Pertemuan ku dengan Eca, tak berhenti sampai disitu. Setelah makan siang yang kemarin, hari-hari selanjutnya kami semakin dekat, aku juga sudah berhasil kenal dengan keluarga Eca, Mama dan Papa nya. Satu kata "bersyukur" itu yang selalu ku ucapkan dalam hati saat tersadar bahwa aku telah dan selalu melewati waktu bersama nya. Tak sulit bagi kami untuk mengerti, memahami, mengisi, melindungi sesuatu yang kami anggap berharga. ya, walaupun sampai detik ini belum ada sesuatu yang pasti antara aku dan Eca.
Entah, padahal hati ini sudah yakin dan memantapkan dirinya untuk mengakui bahwa dia lah sosok wanita yang selama ini ku cari. Tapi kenyataan berkata lain, sulit aku untuk memintanya menjadi sosok pendamping hidup. Bukan karena aku lelaki pengecut, tapi memang karena aku takut, takut akan sesuatu yang terjadi, takut akan kehilangan, takut akan diabaikan, jadi satu-satu nya cara, ya .. dengan seperti ini, aku bebas berada disampingnya menemaninya selama aku mau dan selama dia meminta. Aku kuat Tuhan! Aku harus kuat, demi dia!

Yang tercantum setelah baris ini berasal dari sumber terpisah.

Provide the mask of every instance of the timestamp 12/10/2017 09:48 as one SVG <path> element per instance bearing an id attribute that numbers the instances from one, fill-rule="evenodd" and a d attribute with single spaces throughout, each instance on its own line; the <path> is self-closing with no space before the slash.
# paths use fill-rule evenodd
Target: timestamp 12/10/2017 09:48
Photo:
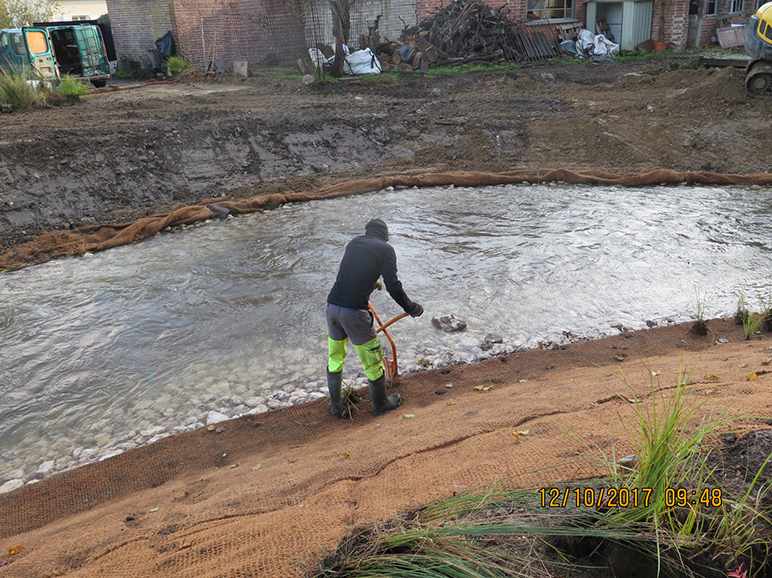
<path id="1" fill-rule="evenodd" d="M 637 508 L 648 507 L 652 488 L 540 488 L 542 508 Z M 721 488 L 666 488 L 667 507 L 705 506 L 720 508 L 724 503 Z"/>

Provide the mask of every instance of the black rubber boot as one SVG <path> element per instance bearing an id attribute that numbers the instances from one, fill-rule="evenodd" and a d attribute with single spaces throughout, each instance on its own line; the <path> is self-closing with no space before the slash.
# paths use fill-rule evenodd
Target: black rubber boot
<path id="1" fill-rule="evenodd" d="M 370 382 L 370 397 L 373 400 L 373 413 L 375 415 L 381 415 L 392 409 L 397 409 L 399 404 L 402 403 L 402 396 L 398 393 L 386 395 L 385 375 Z"/>
<path id="2" fill-rule="evenodd" d="M 340 401 L 340 386 L 343 383 L 343 372 L 333 373 L 327 370 L 327 389 L 330 391 L 330 413 L 335 417 L 343 417 L 343 406 Z"/>

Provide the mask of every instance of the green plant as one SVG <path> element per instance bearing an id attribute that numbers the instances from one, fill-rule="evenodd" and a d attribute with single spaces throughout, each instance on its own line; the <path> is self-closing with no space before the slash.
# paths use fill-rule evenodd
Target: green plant
<path id="1" fill-rule="evenodd" d="M 734 419 L 727 417 L 726 411 L 718 415 L 711 411 L 698 417 L 705 402 L 689 403 L 686 389 L 693 371 L 694 368 L 686 374 L 682 366 L 678 382 L 668 396 L 662 396 L 654 374 L 649 372 L 651 395 L 645 402 L 637 399 L 624 373 L 617 376 L 627 387 L 627 394 L 618 395 L 632 410 L 632 417 L 622 421 L 635 440 L 637 463 L 635 467 L 614 465 L 612 479 L 629 489 L 651 489 L 651 499 L 644 507 L 622 510 L 620 515 L 675 535 L 688 528 L 684 528 L 684 520 L 672 507 L 668 490 L 689 487 L 699 493 L 705 487 L 708 471 L 703 443 Z"/>
<path id="2" fill-rule="evenodd" d="M 45 101 L 50 94 L 50 85 L 28 70 L 11 73 L 0 70 L 0 101 L 14 109 L 27 108 Z"/>
<path id="3" fill-rule="evenodd" d="M 83 96 L 88 94 L 88 87 L 84 85 L 77 78 L 73 78 L 70 75 L 65 75 L 60 81 L 57 87 L 59 94 L 63 96 Z"/>
<path id="4" fill-rule="evenodd" d="M 763 304 L 763 301 L 762 301 Z M 743 333 L 745 339 L 748 340 L 753 337 L 759 328 L 764 323 L 767 317 L 767 312 L 753 313 L 748 309 L 748 303 L 745 299 L 745 295 L 740 293 L 737 300 L 737 313 L 735 314 L 735 323 L 743 326 Z"/>

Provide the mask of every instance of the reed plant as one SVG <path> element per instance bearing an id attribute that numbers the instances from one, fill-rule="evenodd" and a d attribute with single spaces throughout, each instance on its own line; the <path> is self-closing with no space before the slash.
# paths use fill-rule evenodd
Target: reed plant
<path id="1" fill-rule="evenodd" d="M 0 104 L 8 104 L 14 110 L 38 104 L 47 100 L 51 92 L 48 86 L 26 69 L 0 70 Z"/>
<path id="2" fill-rule="evenodd" d="M 588 560 L 597 565 L 596 554 L 604 548 L 610 551 L 609 545 L 616 547 L 617 561 L 629 568 L 629 560 L 648 560 L 651 575 L 693 575 L 690 560 L 696 558 L 707 560 L 714 572 L 719 566 L 734 569 L 743 564 L 749 577 L 762 575 L 769 570 L 765 564 L 772 554 L 772 523 L 765 507 L 770 488 L 761 480 L 772 456 L 757 472 L 748 472 L 746 490 L 738 495 L 716 493 L 716 471 L 709 466 L 707 448 L 738 418 L 693 400 L 687 389 L 693 371 L 681 367 L 675 387 L 666 388 L 655 383 L 650 372 L 651 395 L 646 400 L 637 399 L 620 372 L 617 377 L 626 391 L 619 398 L 629 410 L 621 419 L 634 441 L 635 464 L 621 466 L 613 452 L 608 457 L 595 454 L 591 459 L 607 469 L 607 476 L 581 486 L 550 484 L 563 485 L 566 492 L 590 485 L 639 490 L 640 496 L 645 490 L 646 500 L 625 508 L 580 506 L 573 500 L 560 508 L 545 507 L 544 496 L 533 485 L 523 488 L 516 476 L 439 500 L 384 525 L 354 528 L 306 576 L 563 575 L 581 570 Z M 532 479 L 534 473 L 522 475 Z M 582 544 L 584 550 L 575 547 Z M 602 575 L 597 567 L 587 569 L 587 575 Z"/>
<path id="3" fill-rule="evenodd" d="M 745 339 L 749 340 L 751 337 L 761 329 L 767 322 L 767 318 L 770 315 L 770 303 L 766 302 L 763 297 L 759 297 L 762 305 L 761 313 L 754 313 L 748 309 L 748 302 L 745 296 L 740 293 L 737 300 L 737 313 L 735 314 L 735 322 L 743 326 L 743 333 Z"/>

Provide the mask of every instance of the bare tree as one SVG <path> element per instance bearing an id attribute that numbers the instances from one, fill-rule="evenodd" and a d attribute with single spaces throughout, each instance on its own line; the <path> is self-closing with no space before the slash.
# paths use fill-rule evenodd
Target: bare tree
<path id="1" fill-rule="evenodd" d="M 351 30 L 351 7 L 357 0 L 330 0 L 332 7 L 332 33 L 335 36 L 335 60 L 332 64 L 332 75 L 343 76 L 343 63 L 346 54 L 343 42 L 348 41 Z"/>

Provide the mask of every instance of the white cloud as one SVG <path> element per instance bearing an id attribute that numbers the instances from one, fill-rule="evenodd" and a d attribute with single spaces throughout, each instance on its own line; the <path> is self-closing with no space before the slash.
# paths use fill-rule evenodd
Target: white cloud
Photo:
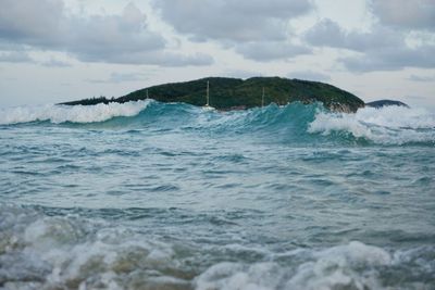
<path id="1" fill-rule="evenodd" d="M 24 51 L 9 51 L 0 53 L 0 62 L 34 63 L 35 61 Z"/>
<path id="2" fill-rule="evenodd" d="M 344 56 L 338 61 L 352 72 L 397 71 L 403 67 L 435 67 L 435 47 L 420 45 L 413 48 L 406 42 L 403 31 L 374 25 L 371 31 L 346 31 L 331 20 L 315 24 L 306 40 L 319 47 L 348 49 L 360 52 L 357 56 Z"/>
<path id="3" fill-rule="evenodd" d="M 0 41 L 35 49 L 65 51 L 84 62 L 207 65 L 211 56 L 165 50 L 166 40 L 147 26 L 133 3 L 121 14 L 76 15 L 61 0 L 4 0 Z"/>
<path id="4" fill-rule="evenodd" d="M 154 0 L 164 21 L 196 41 L 283 40 L 287 22 L 309 12 L 308 0 Z"/>
<path id="5" fill-rule="evenodd" d="M 405 39 L 396 30 L 374 26 L 371 31 L 346 31 L 331 20 L 322 20 L 306 34 L 306 40 L 319 47 L 345 48 L 355 51 L 369 51 L 385 47 L 402 47 Z"/>
<path id="6" fill-rule="evenodd" d="M 372 0 L 372 13 L 389 26 L 435 29 L 434 0 Z"/>
<path id="7" fill-rule="evenodd" d="M 419 75 L 410 75 L 408 77 L 409 80 L 412 81 L 423 81 L 423 83 L 431 83 L 435 81 L 435 76 L 419 76 Z"/>
<path id="8" fill-rule="evenodd" d="M 307 47 L 281 41 L 241 43 L 236 46 L 236 51 L 256 61 L 274 61 L 311 53 Z"/>

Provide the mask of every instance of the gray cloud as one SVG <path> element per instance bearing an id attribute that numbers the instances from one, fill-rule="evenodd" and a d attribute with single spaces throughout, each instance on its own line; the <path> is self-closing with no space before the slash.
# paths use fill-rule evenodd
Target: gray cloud
<path id="1" fill-rule="evenodd" d="M 108 79 L 86 79 L 92 84 L 119 84 L 128 81 L 142 81 L 148 79 L 149 74 L 144 73 L 111 73 Z"/>
<path id="2" fill-rule="evenodd" d="M 307 47 L 281 41 L 241 43 L 236 46 L 236 51 L 245 58 L 256 61 L 274 61 L 311 53 Z"/>
<path id="3" fill-rule="evenodd" d="M 405 34 L 397 29 L 375 25 L 369 33 L 346 31 L 331 20 L 314 25 L 304 36 L 307 42 L 360 52 L 358 56 L 340 58 L 346 68 L 353 72 L 397 71 L 403 67 L 435 67 L 435 47 L 407 46 Z"/>
<path id="4" fill-rule="evenodd" d="M 284 40 L 289 18 L 309 12 L 308 0 L 156 0 L 164 21 L 196 41 Z"/>
<path id="5" fill-rule="evenodd" d="M 431 83 L 435 81 L 435 76 L 418 76 L 418 75 L 410 75 L 408 77 L 409 80 L 412 81 L 422 81 L 422 83 Z"/>
<path id="6" fill-rule="evenodd" d="M 50 60 L 41 62 L 44 66 L 48 67 L 71 67 L 71 63 L 59 61 L 54 58 L 50 58 Z"/>
<path id="7" fill-rule="evenodd" d="M 0 41 L 65 51 L 85 62 L 204 65 L 203 54 L 165 51 L 166 41 L 147 27 L 146 15 L 133 3 L 120 15 L 72 15 L 62 0 L 3 0 Z M 177 60 L 179 58 L 179 60 Z"/>
<path id="8" fill-rule="evenodd" d="M 34 63 L 35 61 L 24 51 L 11 51 L 0 53 L 0 62 Z"/>
<path id="9" fill-rule="evenodd" d="M 405 29 L 435 29 L 434 0 L 372 0 L 371 10 L 385 25 Z"/>
<path id="10" fill-rule="evenodd" d="M 434 68 L 435 47 L 384 48 L 366 52 L 362 56 L 343 58 L 339 61 L 355 72 L 398 71 L 403 67 Z"/>
<path id="11" fill-rule="evenodd" d="M 322 74 L 313 71 L 300 71 L 300 72 L 291 72 L 287 74 L 289 78 L 298 78 L 298 79 L 307 79 L 307 80 L 316 80 L 316 81 L 330 81 L 331 77 L 326 74 Z"/>
<path id="12" fill-rule="evenodd" d="M 403 37 L 394 29 L 375 26 L 370 33 L 346 31 L 337 23 L 327 18 L 315 24 L 304 38 L 313 46 L 345 48 L 355 51 L 405 46 Z"/>

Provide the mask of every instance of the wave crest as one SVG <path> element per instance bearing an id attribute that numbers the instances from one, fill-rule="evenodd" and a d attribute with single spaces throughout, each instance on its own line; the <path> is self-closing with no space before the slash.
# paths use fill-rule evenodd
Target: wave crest
<path id="1" fill-rule="evenodd" d="M 435 115 L 423 109 L 364 108 L 355 114 L 319 111 L 308 131 L 347 134 L 382 144 L 434 143 Z"/>
<path id="2" fill-rule="evenodd" d="M 17 106 L 0 110 L 0 125 L 44 122 L 54 124 L 94 123 L 104 122 L 113 117 L 135 116 L 145 110 L 150 101 L 137 101 L 128 103 L 109 103 L 97 105 L 55 105 Z"/>

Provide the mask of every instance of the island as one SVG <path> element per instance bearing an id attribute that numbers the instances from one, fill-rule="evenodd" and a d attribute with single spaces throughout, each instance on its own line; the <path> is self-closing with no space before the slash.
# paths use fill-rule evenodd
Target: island
<path id="1" fill-rule="evenodd" d="M 378 100 L 378 101 L 365 103 L 365 106 L 371 106 L 371 108 L 375 108 L 375 109 L 381 109 L 381 108 L 389 106 L 389 105 L 409 108 L 408 104 L 400 102 L 400 101 L 395 101 L 395 100 Z"/>
<path id="2" fill-rule="evenodd" d="M 332 111 L 346 113 L 356 112 L 359 108 L 364 106 L 364 102 L 357 96 L 332 85 L 282 77 L 251 77 L 248 79 L 207 77 L 152 86 L 120 98 L 100 97 L 61 104 L 125 103 L 149 98 L 160 102 L 185 102 L 203 106 L 206 104 L 207 84 L 210 86 L 210 105 L 222 111 L 249 109 L 270 103 L 284 105 L 297 101 L 304 104 L 321 102 Z"/>

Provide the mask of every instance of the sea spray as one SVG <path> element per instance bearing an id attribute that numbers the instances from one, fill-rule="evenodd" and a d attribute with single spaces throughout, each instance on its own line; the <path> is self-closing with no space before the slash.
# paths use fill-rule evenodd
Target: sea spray
<path id="1" fill-rule="evenodd" d="M 435 285 L 428 112 L 26 110 L 0 115 L 0 288 Z"/>
<path id="2" fill-rule="evenodd" d="M 135 116 L 142 111 L 149 101 L 128 103 L 109 103 L 97 105 L 55 105 L 16 106 L 0 111 L 0 125 L 18 124 L 28 122 L 50 121 L 59 124 L 104 122 L 117 116 Z"/>

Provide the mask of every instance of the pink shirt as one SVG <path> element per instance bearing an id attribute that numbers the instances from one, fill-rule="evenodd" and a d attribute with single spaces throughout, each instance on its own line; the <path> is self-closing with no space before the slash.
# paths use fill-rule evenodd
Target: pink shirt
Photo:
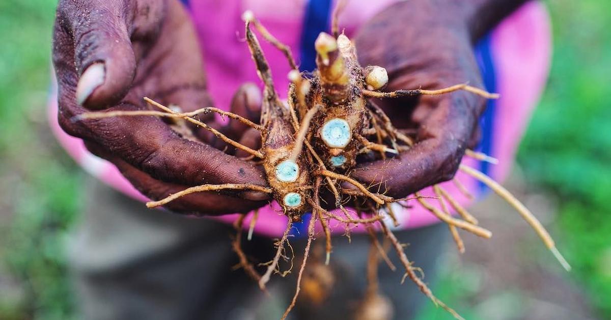
<path id="1" fill-rule="evenodd" d="M 352 1 L 340 18 L 340 25 L 350 37 L 367 19 L 387 6 L 394 0 L 378 1 Z M 242 0 L 193 1 L 191 12 L 197 27 L 203 51 L 208 89 L 219 108 L 227 109 L 232 95 L 245 81 L 260 83 L 244 39 L 242 13 L 252 10 L 255 16 L 280 41 L 292 48 L 299 57 L 300 37 L 306 6 L 303 0 Z M 500 163 L 491 168 L 489 174 L 502 181 L 508 174 L 518 144 L 528 123 L 531 112 L 543 90 L 549 71 L 551 37 L 549 16 L 539 2 L 530 2 L 506 18 L 491 33 L 489 50 L 492 53 L 496 92 L 500 99 L 495 102 L 492 120 L 494 147 L 490 155 Z M 289 67 L 286 59 L 268 43 L 262 42 L 280 95 L 287 91 L 286 75 Z M 285 94 L 284 94 L 285 98 Z M 57 120 L 57 97 L 49 100 L 49 119 L 53 132 L 60 143 L 88 173 L 108 185 L 138 200 L 147 199 L 137 191 L 112 164 L 89 152 L 82 141 L 68 135 L 61 130 Z M 478 168 L 478 162 L 465 158 L 463 163 Z M 457 177 L 474 194 L 478 193 L 477 183 L 461 173 Z M 463 206 L 470 201 L 452 182 L 442 184 Z M 430 188 L 422 193 L 433 195 Z M 437 205 L 436 200 L 430 200 Z M 393 204 L 393 211 L 401 222 L 399 228 L 418 228 L 438 222 L 437 219 L 415 201 L 404 209 Z M 245 225 L 248 225 L 249 215 Z M 227 223 L 234 221 L 236 215 L 211 217 Z M 270 236 L 282 234 L 287 218 L 277 203 L 260 209 L 259 220 L 255 231 Z M 332 223 L 334 232 L 343 233 L 344 226 Z M 357 228 L 355 231 L 359 230 Z"/>

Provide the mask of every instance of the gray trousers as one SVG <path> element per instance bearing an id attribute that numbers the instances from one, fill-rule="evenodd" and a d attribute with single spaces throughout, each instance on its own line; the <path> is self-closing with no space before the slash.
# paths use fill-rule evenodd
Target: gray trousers
<path id="1" fill-rule="evenodd" d="M 271 294 L 263 294 L 243 270 L 235 270 L 231 226 L 147 209 L 100 182 L 87 184 L 87 206 L 70 238 L 71 270 L 81 317 L 86 319 L 279 319 L 295 290 L 296 271 L 272 277 Z M 258 221 L 263 223 L 263 221 Z M 434 283 L 440 253 L 448 239 L 438 225 L 395 233 L 408 257 Z M 243 237 L 254 261 L 271 259 L 273 239 Z M 304 240 L 291 239 L 298 257 Z M 320 241 L 319 241 L 320 242 Z M 331 267 L 335 285 L 320 305 L 299 300 L 291 319 L 343 319 L 353 317 L 366 287 L 368 236 L 334 237 Z M 380 291 L 392 304 L 394 319 L 414 318 L 428 299 L 408 280 L 403 285 L 400 264 L 392 272 L 379 266 Z M 298 259 L 295 259 L 298 263 Z M 307 268 L 306 268 L 307 269 Z"/>

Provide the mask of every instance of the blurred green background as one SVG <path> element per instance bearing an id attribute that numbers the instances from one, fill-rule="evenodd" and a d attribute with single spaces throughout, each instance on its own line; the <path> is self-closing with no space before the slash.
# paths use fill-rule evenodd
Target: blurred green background
<path id="1" fill-rule="evenodd" d="M 75 317 L 64 245 L 82 207 L 84 174 L 46 124 L 56 2 L 0 1 L 2 319 Z M 611 2 L 555 0 L 548 6 L 554 34 L 552 73 L 521 147 L 517 177 L 508 183 L 517 181 L 518 194 L 540 195 L 533 198 L 535 207 L 547 204 L 543 207 L 551 214 L 544 221 L 574 270 L 561 272 L 530 234 L 517 242 L 517 250 L 528 270 L 552 275 L 552 288 L 563 283 L 574 291 L 584 314 L 611 319 Z M 470 319 L 536 318 L 516 311 L 529 296 L 545 299 L 536 288 L 508 283 L 482 295 L 483 283 L 489 281 L 481 270 L 490 264 L 449 255 L 456 265 L 444 267 L 435 286 L 448 305 Z M 495 270 L 502 272 L 493 269 L 491 277 L 502 278 Z M 420 318 L 448 318 L 432 304 Z"/>

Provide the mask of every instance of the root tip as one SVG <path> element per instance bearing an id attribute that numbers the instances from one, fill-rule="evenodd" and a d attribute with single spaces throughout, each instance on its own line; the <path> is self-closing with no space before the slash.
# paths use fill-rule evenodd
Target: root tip
<path id="1" fill-rule="evenodd" d="M 562 266 L 562 267 L 565 268 L 565 270 L 567 272 L 571 271 L 571 265 L 569 264 L 568 261 L 565 259 L 565 257 L 562 256 L 562 254 L 560 253 L 560 251 L 558 251 L 558 249 L 555 247 L 552 247 L 550 248 L 549 250 L 552 251 L 552 253 L 554 254 L 554 256 L 555 257 L 557 260 L 558 260 L 558 262 L 560 262 L 560 265 Z"/>
<path id="2" fill-rule="evenodd" d="M 252 22 L 255 20 L 255 14 L 250 10 L 247 10 L 242 13 L 242 20 L 244 22 Z"/>

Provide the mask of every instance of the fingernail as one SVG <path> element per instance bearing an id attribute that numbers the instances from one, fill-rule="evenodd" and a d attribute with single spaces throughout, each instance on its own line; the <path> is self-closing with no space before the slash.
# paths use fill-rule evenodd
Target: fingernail
<path id="1" fill-rule="evenodd" d="M 261 89 L 256 85 L 245 86 L 244 94 L 246 97 L 246 108 L 251 111 L 258 111 L 261 109 Z"/>
<path id="2" fill-rule="evenodd" d="M 262 201 L 269 199 L 269 194 L 258 191 L 245 191 L 242 193 L 242 197 L 247 200 Z"/>
<path id="3" fill-rule="evenodd" d="M 104 83 L 106 70 L 104 64 L 92 64 L 82 73 L 76 85 L 76 102 L 81 105 L 87 101 L 96 88 Z"/>

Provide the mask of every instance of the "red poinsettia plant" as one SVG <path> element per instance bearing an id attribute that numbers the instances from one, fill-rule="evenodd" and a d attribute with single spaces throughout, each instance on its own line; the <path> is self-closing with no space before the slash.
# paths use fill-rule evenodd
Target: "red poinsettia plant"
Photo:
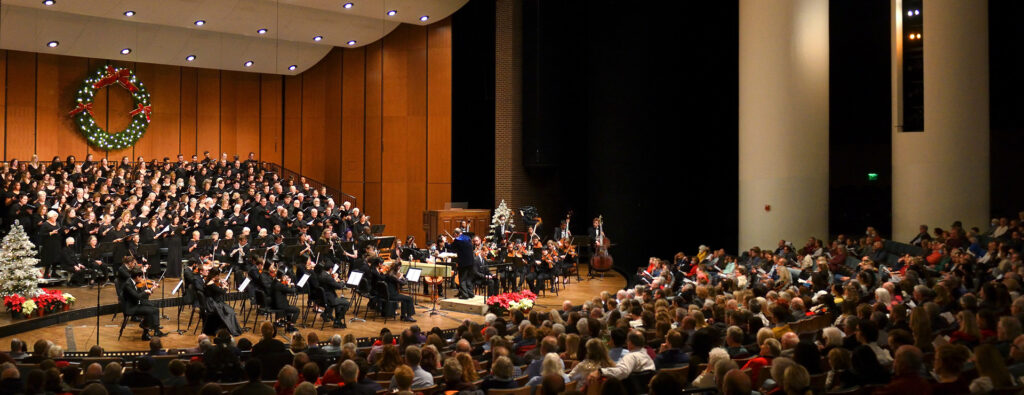
<path id="1" fill-rule="evenodd" d="M 3 297 L 3 304 L 7 306 L 7 310 L 22 312 L 23 303 L 25 303 L 25 297 L 17 294 Z"/>
<path id="2" fill-rule="evenodd" d="M 74 299 L 71 294 L 66 295 L 59 290 L 40 289 L 40 291 L 42 293 L 32 299 L 26 299 L 18 294 L 5 296 L 4 306 L 8 311 L 31 315 L 37 310 L 44 313 L 60 310 Z"/>
<path id="3" fill-rule="evenodd" d="M 488 306 L 501 306 L 504 309 L 529 308 L 534 306 L 537 295 L 529 291 L 509 292 L 487 298 Z"/>

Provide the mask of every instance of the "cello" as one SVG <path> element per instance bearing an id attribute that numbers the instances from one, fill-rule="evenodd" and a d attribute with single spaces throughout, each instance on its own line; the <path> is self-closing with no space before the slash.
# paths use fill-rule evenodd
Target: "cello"
<path id="1" fill-rule="evenodd" d="M 598 216 L 598 235 L 594 240 L 594 256 L 590 258 L 590 269 L 593 271 L 611 270 L 614 260 L 608 255 L 608 247 L 611 242 L 604 235 L 604 216 Z"/>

Senang rasanya melihat seseorang yang kita cintai tersenyum bahagia, tertawa lepas tanpa ada beban diraut wajahnya. Ya, itu yang sudah ku lakukan padanya. Hari ini aku menemani Eca (lagi) hanya untuk menemani nya jogging dan bermain bola basket. "Gila nih, cewe! kira gw ga akan pernah kenal sama olahraga yang namanya basket, secara untuk cewe kayak dia, kurang pantas berolahraga seperti ini." gumamku dalam hati
"Vin, awas!" huuuh seketika tangan ku refleks menangkap bola basket yang datang ke arah ku "Aduh, maaf ya ... ngga ada maksud buat ngelempar bola ke muka kamu kok, Vin! maaf ya ... lagian kamu, main basket kok melamun, mikirin apa toh?" tanya Eca, seraya memberikan air mineral padaku.

Aku baru tersadar, ternyata tadi aku melamun, terpukau akan permainan basket Eca. Tak sadar pula, banyak keringat yang keluar dari pori-pori telapak tanganku, segera ku raih handuk yang tersimpan di tas ku. Mungkin Eca kaget akan hal ini, tapi aku sudah biasa. "Muka kamu kok, pucat? bibir kamu juga!" ucap Eca
ah, sial ! Kenapa dia harus menyaksikan ku dalam keadaan seperti ini, disaat keadaan yang sebenarnya sangat memalukan untukku, yang ku harap dia takkan pernah tau. "Vin, Davin! kamu ngga apa-apa kan?" tanya Eca lagi, kali ini kurasakan sentuhan halus dan hangat di pipiku, jantungku berdegup semakin kencang dan tak beraturan, masih kulihat jelas wajah Eca tepat didepan mataku, menyentuh pipi dan keningku berkali-kali, sampai akhirnya kurasakan bumi ini berputar. Setelah itu aku tak tahu lagi apa yang terjadi, ku tak sadarkan diri.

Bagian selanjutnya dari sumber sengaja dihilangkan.